Those paltry returns are because Icahn Enterprises is one of the least shorted stocks in terms of shares available for trading among companies with market values above $1 billion.
Roughly 740,000 shares are currently sold short, down from a 2023 peak of 1.23 million shares shorted in March, according to Ihor Dusaniwsky, S3 Partners’ managing director of predictive analytics.
It’s unclear how large of a short position Hindenburg has and the data imply that “it is unlikely” for Hindenburg to make up the bulk of the shares shorted, Dusaniwsky said, meaning “there were shorts in this trade well before the Hindenburg report.” Hindenburg didn’t respond to an email seeking additional comment.
Of course, there are other ways to bet against Icahn’s empire. Profits may be much greater than $9 million when accounting for options trading. The stock’s slide toward $30 has pulled a range of put options deep into the money, likely bringing robust returns for investors who played the sharp decline.
Bearish bets in the options market have been piling up since early April. Total put open interest more than doubled from April 6 through Monday, before the report was released, according to data compiled by Bloomberg. Implied volatility and the put skew increased, signaling traders were paying more to bet on a share-price decline.
Icahn hit back at Hindenburg hours after the report came out, saying that the firm’s performance would “speak for itself over the long term as it always has.” Carl Icahn holds a stake in the holding company of more than 88%, data compiled by Bloomberg show.
Shares fell 19% Wednesday, following Tuesday’s record 20% tumble, to close at the lowest since December 2010. More than 33 million shares changed hands over the two-day slide, more than 25-times the average over the past year.
Hindenburg, a New York-based investment firm, has waged campaigns against increasingly high-profile companies and leaders. Tuesday’s report followed recent attacks on the billionaire Gautam Adani’s business empire and Jack Dorsey’s Block Inc.
Explainer: What’s Short Selling? Who Is Hindenburg Research?
Returns for short-sellers that joined Hindenburg in betting against Block have been lucrative, according to S3 data. Since the March 23 report, short sellers are up $126.3 million in mark-to-market profits, Dusaniwsky said. Nearly 5% of Block shares available to trade are currently sold short, meaning plenty of investors are banking on further downside, data show.

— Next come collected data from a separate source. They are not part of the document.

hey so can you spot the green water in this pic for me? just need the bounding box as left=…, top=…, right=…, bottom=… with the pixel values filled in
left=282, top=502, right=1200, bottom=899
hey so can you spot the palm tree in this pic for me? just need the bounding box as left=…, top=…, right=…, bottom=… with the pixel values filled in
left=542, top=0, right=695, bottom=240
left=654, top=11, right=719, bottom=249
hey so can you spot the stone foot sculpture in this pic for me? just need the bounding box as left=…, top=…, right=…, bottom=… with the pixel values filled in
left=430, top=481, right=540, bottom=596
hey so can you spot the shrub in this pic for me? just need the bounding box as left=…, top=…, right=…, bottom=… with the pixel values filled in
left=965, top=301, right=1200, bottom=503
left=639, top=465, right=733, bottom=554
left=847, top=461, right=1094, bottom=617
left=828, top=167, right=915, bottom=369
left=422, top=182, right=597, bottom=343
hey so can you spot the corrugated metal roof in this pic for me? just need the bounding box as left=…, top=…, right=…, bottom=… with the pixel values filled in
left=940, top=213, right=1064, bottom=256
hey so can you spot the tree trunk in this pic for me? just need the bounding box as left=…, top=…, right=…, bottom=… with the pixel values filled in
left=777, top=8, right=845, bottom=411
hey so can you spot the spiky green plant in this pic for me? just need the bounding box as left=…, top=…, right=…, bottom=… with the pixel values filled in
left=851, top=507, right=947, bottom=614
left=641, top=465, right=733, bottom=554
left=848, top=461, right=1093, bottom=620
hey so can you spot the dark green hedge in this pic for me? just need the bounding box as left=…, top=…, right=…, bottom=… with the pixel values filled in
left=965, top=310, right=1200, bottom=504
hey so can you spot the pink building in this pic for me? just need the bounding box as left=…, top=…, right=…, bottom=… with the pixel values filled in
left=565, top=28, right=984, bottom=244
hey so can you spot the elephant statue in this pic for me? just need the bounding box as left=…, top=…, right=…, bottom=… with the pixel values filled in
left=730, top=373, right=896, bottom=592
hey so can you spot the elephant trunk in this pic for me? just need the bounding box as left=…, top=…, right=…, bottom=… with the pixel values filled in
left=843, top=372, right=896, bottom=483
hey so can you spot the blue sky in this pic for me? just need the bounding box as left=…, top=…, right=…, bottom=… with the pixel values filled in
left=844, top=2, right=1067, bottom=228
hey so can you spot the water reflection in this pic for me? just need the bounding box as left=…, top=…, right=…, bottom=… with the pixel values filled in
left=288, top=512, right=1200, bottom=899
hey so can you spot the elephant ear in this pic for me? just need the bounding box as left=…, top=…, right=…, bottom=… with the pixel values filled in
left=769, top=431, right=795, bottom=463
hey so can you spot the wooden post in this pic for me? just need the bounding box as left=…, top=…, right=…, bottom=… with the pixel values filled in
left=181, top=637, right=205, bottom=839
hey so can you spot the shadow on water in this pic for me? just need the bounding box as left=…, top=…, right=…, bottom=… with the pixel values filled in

While the bets have been lucrative for short sellers on the day reports are published — Hindenburg has driven a flurry of double-digit drops in their targets — the longer-term returns are a touch more mixed. Wagers against Genius Brands International Inc. and Ideanomics Inc. resulted in hefty returns as shares tanked while New Pacific Metals Corp. and Establishment Labs Holdings Inc. traded higher three months after the report.